GunsbachIt happened a little before Easter. The soft snow had melted from the surrounding fields, and now lay only on the high slopes distantly visible at the head of the valley. Where it had lain hard packed in the streets, it had been chipped up to bare the buried cobbles. The naked branches were beginning to mist a little with leaf buds. What better time, thought Albert's friend Henry, to take one's new catapult up the warm hillside and kill a few birds? Henry proposed the expedition to Albert, who found himself in his familiar dilemma. He prayed for the safety of birds – why should he shoot them? On the other hand refusal might mean further mockery from his fellows.

The story has often been told, and justly. A vital thread of his life runs unbroken through this experience, the greatest of his childhood, through greatest experience of his manhood thirty-two years later, and straight on to the end of his life. For a moment as important as this there are no better words than his own.

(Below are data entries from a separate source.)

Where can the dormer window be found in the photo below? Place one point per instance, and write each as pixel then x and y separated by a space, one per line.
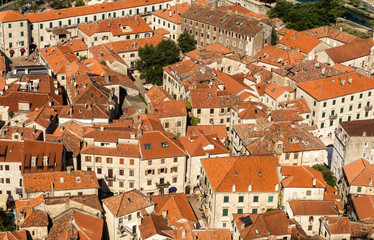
pixel 148 146
pixel 33 161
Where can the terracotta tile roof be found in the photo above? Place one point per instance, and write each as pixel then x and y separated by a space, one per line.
pixel 200 144
pixel 23 132
pixel 218 130
pixel 147 122
pixel 275 91
pixel 58 57
pixel 42 116
pixel 359 128
pixel 223 19
pixel 79 111
pixel 127 202
pixel 326 31
pixel 363 206
pixel 328 88
pixel 237 9
pixel 262 138
pixel 88 10
pixel 128 150
pixel 279 57
pixel 299 105
pixel 170 108
pixel 337 225
pixel 285 115
pixel 177 207
pixel 153 225
pixel 308 70
pixel 343 68
pixel 350 51
pixel 158 94
pixel 34 218
pixel 14 235
pixel 301 177
pixel 134 44
pixel 266 225
pixel 359 173
pixel 105 52
pixel 203 53
pixel 158 148
pixel 315 207
pixel 41 182
pixel 76 45
pixel 294 39
pixel 117 26
pixel 11 16
pixel 174 14
pixel 242 172
pixel 75 224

“We got close to a tree which was still without any leaves, and on which the birds were singing beautifully to greet the morning, without showing the least fear of us. Then stooping like a Red Indian hunter, my companion put a bullet in the leather of his catapult and took aim. In obedience to his nod of command, I did the same, though with terrible twinges of conscience, vowing to myself that I would shoot directly he did. At that very moment the church bells began to ring, mingling their music with the songs of the birds and the sunshine. It was the Warning-bell which began half an hour before the regular peal-ringing, and for me it was a voice from heaven. I shooed the birds away, so that they flew where they were safe from my companion's catapult, and then I fled home. And ever since then, when the Passion-tide bells ring out to the leafless trees and the sunshine, I reflect with a rush of grateful emotion, how on that day their music drove deep into my heart the commandment; Thou shall not kill.

“From that day onward I took courage to emancipate myself from the fear of men, and whenever my inner convictions were at stake I let other people's opinions weigh less with me than they had done previously. I tried also to unlearn my former dread of being laughed at by my school-fellows.”

The dilemma was resolved. The life of "things that have breath" was more important than the fear of being laughed at. The terror of being different from the others was at last overcome; not in a moment, naturally, for the conflict continued, never entirely to be resolved, between the need to stand out alone and the need to be one of the company. But the priorities were now clear and were never again to be in doubt. When at the age of nine and a half he went on to the Realschule in Münster, roughly two miles away, he would walk by himself over the hills, which is not the direct route, rather than go with the other boys along the road.